At the end of his book, Barton returns to the Hemings controversy to write, "There is absolutely no historical, factual, or scientific evidence to tarnish the sexual morality of Jefferson."  Actually, this, too, is demonstrably wrong. Jefferson himself admitted (in 1805) to having tried to seduce Betsy Walker, the wife of his friend and neighbor John Walker, when "young and single." That would seem to tarnish his "sexual morality," as would the affair he conducted with a married woman, Maria Cosway, in France in 1786 and 1787. It is not clear that Jefferson's relationship with the Anglo-Italian painter and coquette was consummated, but it was undeniably adulterous. Although these escapades in no way determine the validity of the Sally Hemings story, they show what a poor historian David Barton is.
Race and Slavery
Barton (lie #4) attempts to refute the view that Jefferson was a racist who opposed equality for Black Americans. As with most of the fundamental issues in Jefferson's life and achievement, this one is a paradox. On the one hand, Jefferson knew that slavery was wrong, acknowledged that in denying black people their equal rights he and other Americans were convicting themselves of being not only oppressors but base hypocrites. On the other hand, after making a few serious attempts to create a legal and social climate of emancipation in the years 1774-1787, Jefferson settled into a long period of hand-wringing and temporizing, punctuated from time to time by the penning of slightly hysterical spasms of guilt and moral indignation, always reserved for private correspondence. Jefferson never doubted that slavery was wrong, but he bought and sold slaves all of his life, parried the puzzled queries of his abolitionist friends with his characteristic pose of pained helplessness, and somehow slept soundly at night.
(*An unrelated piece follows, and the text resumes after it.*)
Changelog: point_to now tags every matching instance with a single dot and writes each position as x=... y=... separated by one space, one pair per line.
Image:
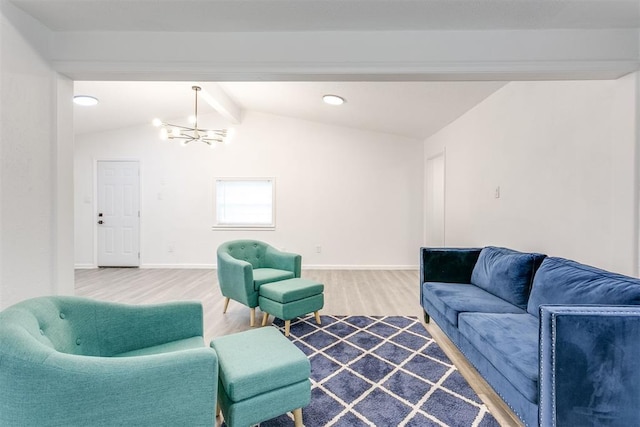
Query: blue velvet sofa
x=67 y=361
x=559 y=341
In short, for all of his rhetorical brilliance and seeming candor, Thomas Jefferson learned to live with slavery.
It is certainly true that Jefferson never directly defended slavery. It is equally true that a Jefferson apologist can string together an impressive set of initiatives put forward by Jefferson to free American slaves—immediately or over time--and to restrain the odious slave trade. As virtually every Jefferson scholar knows, one of his first legislative actions was to co-sponsor a bill in the Virginia House of Burgesses in 1769 that would have would have permitted manumission of slaves under carefully controlled circumstances. That bill was overwhelmingly defeated, Jefferson reported, and the well-respected co-sponsor Richard Bland was "denounced as an enemy of his country." Jefferson also included in the Declaration of Independence a shrill indictment of George III of England for perpetuating the slave trade, thus waging "cruel war against human nature itself, violating its most sacred rights of life and liberty in the persons of a distant people which never offended him." That paragraph, the longest single paragraph in the Declaration, was expunged from the final version of the document "in complaisance to South Carolina and Georgia, who had never attempted to restrain the importation of slaves, and who, on the contrary, still wished to continue it."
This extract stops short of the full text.